Reference for ultralytics/utils/callbacks/wb.py
Note
This file is available at https://github.com/ultralytics/ultralytics/blob/main/ultralytics/utils/callbacks/wb.py. If you spot a problem please help fix it by contributing a Pull Request 🛠️. Thank you 🙏!
ultralytics.utils.callbacks.wb._custom_table
_custom_table(
x,
y,
classes,
title="Precision Recall Curve",
x_title="Recall",
y_title="Precision",
)
Create and log a custom metric visualization to wandb.plot.pr_curve.

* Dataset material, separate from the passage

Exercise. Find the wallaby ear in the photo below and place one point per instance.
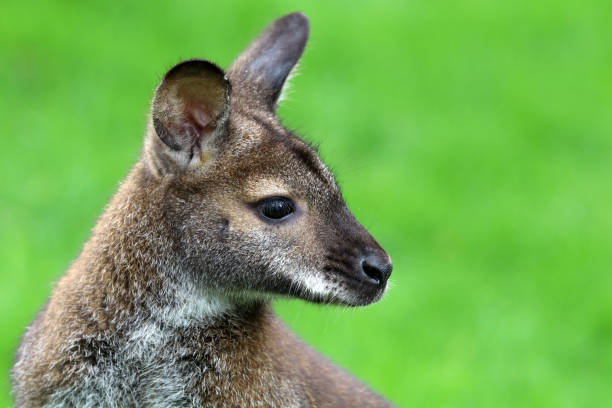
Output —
(259, 73)
(189, 110)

This function crafts a custom metric visualization that mimics the behavior of the default wandb precision-recall curve while allowing for enhanced customization. The visual metric is useful for monitoring model performance across different classes.
Parameters:
Name | Type | Description | Default |
---|---|---|---|
x | List | Values for the x-axis; expected to have length N. | required |
y | List | Corresponding values for the y-axis; also expected to have length N. | required |
classes | List | Labels identifying the class of each point; length N. | required |
title | str | Title for the plot; defaults to 'Precision Recall Curve'. | 'Precision Recall Curve' |
x_title | str | Label for the x-axis; defaults to 'Recall'. | 'Recall' |
y_title | str | Label for the y-axis; defaults to 'Precision'. | 'Precision' |
Returns:
Type | Description |
---|---|
Object | A wandb object suitable for logging, showcasing the crafted metric visualization. |
Source code in ultralytics/utils/callbacks/wb.py
ultralytics.utils.callbacks.wb._plot_curve
_plot_curve(
x,
y,
names=None,
id="precision-recall",
title="Precision Recall Curve",
x_title="Recall",
y_title="Precision",
num_x=100,
only_mean=False,
)
Log a metric curve visualization.
This function generates a metric curve based on input data and logs the visualization to wandb. The curve can represent aggregated data (mean) or individual class data, depending on the 'only_mean' flag.
Parameters:
Name | Type | Description | Default |
---|---|---|---|
x | ndarray | Data points for the x-axis with length N. | required |
y | ndarray | Corresponding data points for the y-axis with shape CxN, where C is the number of classes. | required |
names | list | Names of the classes corresponding to the y-axis data; length C. Defaults to []. | None |
id | str | Unique identifier for the logged data in wandb. Defaults to 'precision-recall'. | 'precision-recall' |
title | str | Title for the visualization plot. Defaults to 'Precision Recall Curve'. | 'Precision Recall Curve' |
x_title | str | Label for the x-axis. Defaults to 'Recall'. | 'Recall' |
y_title | str | Label for the y-axis. Defaults to 'Precision'. | 'Precision' |
num_x | int | Number of interpolated data points for visualization. Defaults to 100. | 100 |
only_mean | bool | Flag to indicate if only the mean curve should be plotted. Defaults to True. | False |
Note
The function leverages the '_custom_table' function to generate the actual visualization.
Source code in ultralytics/utils/callbacks/wb.py
ultralytics.utils.callbacks.wb._log_plots
Logs plots from the input dictionary if they haven't been logged already at the specified step.
Source code in ultralytics/utils/callbacks/wb.py
ultralytics.utils.callbacks.wb.on_pretrain_routine_start
Initiate and start project if module is present.
Source code in ultralytics/utils/callbacks/wb.py
ultralytics.utils.callbacks.wb.on_fit_epoch_end
Logs training metrics and model information at the end of an epoch.
Source code in ultralytics/utils/callbacks/wb.py
ultralytics.utils.callbacks.wb.on_train_epoch_end
Log metrics and save images at the end of each training epoch.
Source code in ultralytics/utils/callbacks/wb.py
ultralytics.utils.callbacks.wb.on_train_end
Save the best model as an artifact at end of training.